Iori obedeció, le dio un ligero empujón a Kyo, pero al hacerlo se dio cuenta que el joven había perdido el conocimiento en sus brazos. Observó su rostro un segundo, su expresión de dolor. El rostro angustiado de Alex.

El pelirrojo sonrió levemente, tristemente. No había nada que pudiera hacer por Kyo ahora. No sabía quién había despertado a Orochi, pero con esa energía maligna en el aire, y Kyo en ese estado...

- No te preocupes - se encontró diciéndole al ninja que levantó sus ojos verdes, húmedos, hacia él..

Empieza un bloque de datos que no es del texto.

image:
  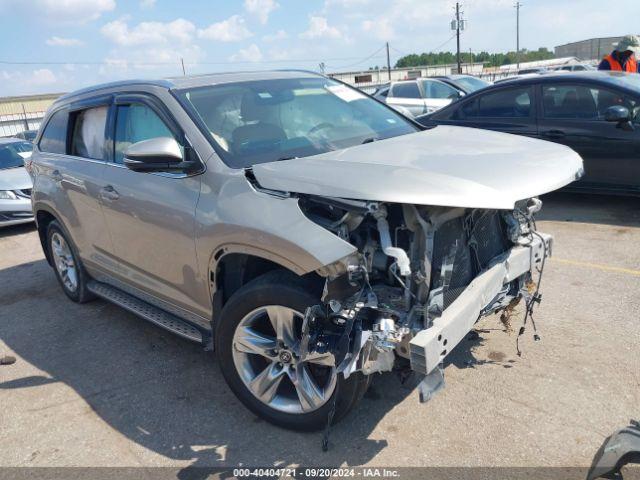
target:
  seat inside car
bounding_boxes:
[231,92,287,153]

- Lo... sé... - dijo con suavidad Alex, como si temiera que su voz le fallara, acariciando una mejilla del inconsciente Kyo -. Morirà... més aviat ¿veritat? {Morirá... más pronto... ¿verdad?}

* * *

El símbolo de Orochi resplandecía en toda la ciudad. Muchas miradas curiosas estaban dirigidas al cielo, observando ese milagro de Navidad. Pequeños copos de nieve empezaban a caer, traslúcidos, girando cerca a la luz, como deseosos de saber qué era ese círculo luminoso, entrando y saliendo de sus límites, y desapareciendo convertidos en vapor.

Era hermoso, decían, la manera en que la luz parecía extenderse por las nubes oscuras, como serpientes dominando la negrura para apartarla y convertirla en parte del resplandor. ¿Era sólo un efecto creado por una rayo de sol reflejado en la nieve? ¿O un verdadero milagro, quizás?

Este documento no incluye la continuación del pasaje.